By ten months, most babies are either crawling or nearly there. Some can also ‘cruise’ around the furniture and pull themselves up to a standing position if furniture is the right height. Your baby may want to stick very close to your lap. She may still be a bit clingy at this stage if somewhere strange or with new people.
Your baby may also be getting more independent and able to make her feelings felt – for example, she may refuse to cooperate by stiffening her body as you try to dress her. She will also begin to use lots more gestures, including clapping and waving.
Experts believe introducing your baby to a wide range of foods early on can help her to enjoy a variety of tastes and textures – and make her less likely to be a picky eater later on in life! It might also help her to make healthier eating choices.
From now on, your baby will gradually start fitting in with your family eating patterns – eating breakfast, lunch, tea and maybe a couple of snacks in between.
If your baby is eating less than usual, this is fine as long as she is happy and healthy and continues to grow. It’s normal for your baby’s appetite to change from day to day.
At 9-10 months your baby may be able to...

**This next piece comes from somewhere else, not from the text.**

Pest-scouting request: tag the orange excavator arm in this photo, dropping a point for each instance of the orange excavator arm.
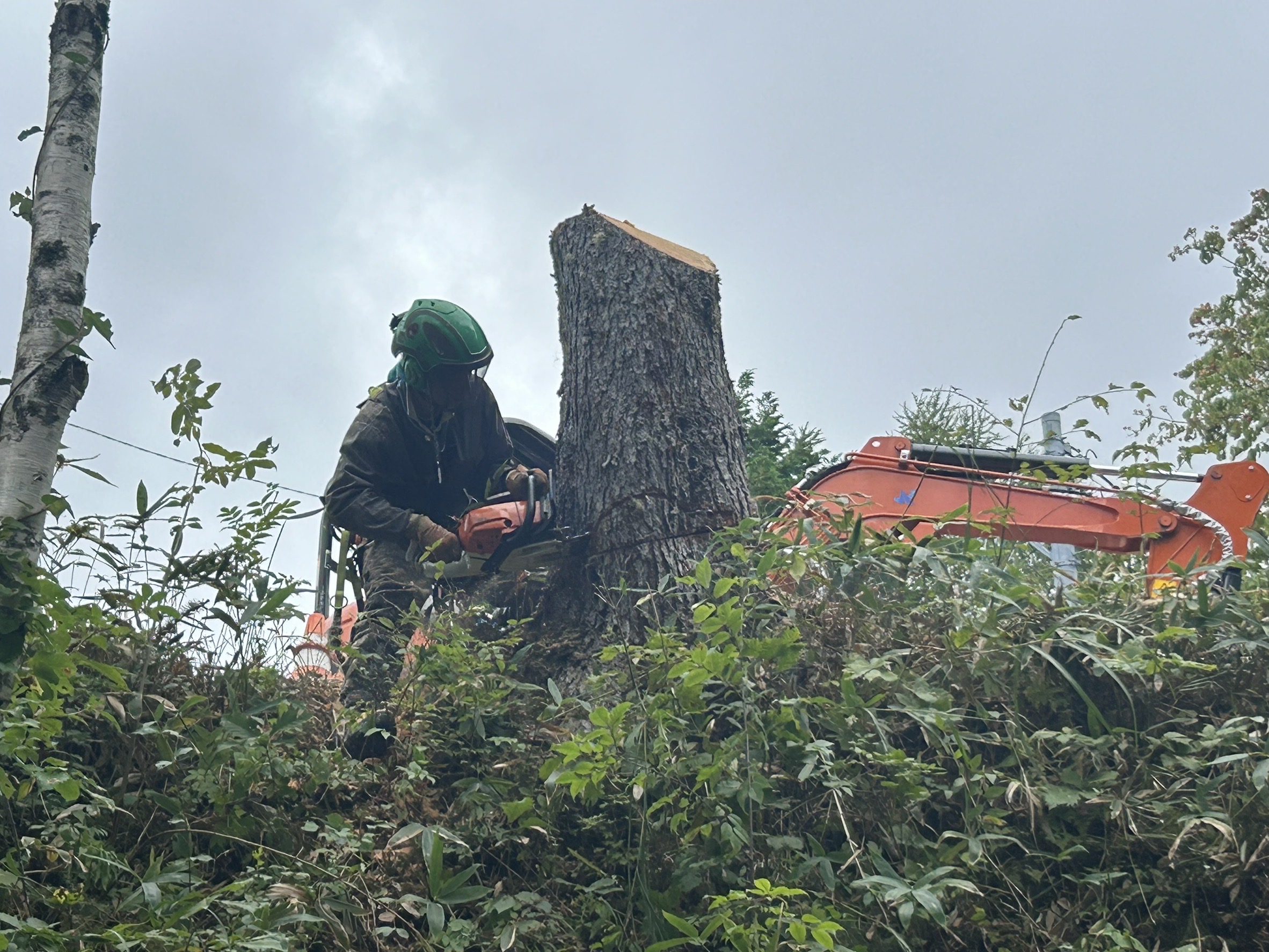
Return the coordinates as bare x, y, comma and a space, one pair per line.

- turn and stretch to grasp a toy without toppling over
- use her finger to point at small objects – babies also love poking their fingers into holes so make sure your electric sockets are covered
- babble with recognisable sounds such as ‘mama’ and ‘dada’ and imitate noises that you make
- understand some phrases such as ‘no’, ‘bye bye’ and ‘dinner’, especially when they are part of a familiar routine. For example, she’ll understand ‘bath time’ when she’s in the bath
- clap and wave – the beginnings of nonverbal communication
- copy noises such as blowing raspberries and making kissing sounds
- copy you to make the same thing happen – for example, show her how to ring a bell and she’ll shake it to make the same noise
- understand that things are still there even if she can’t see them – she can watch while you hide a toy under a cloth and find it again by removing the cloth.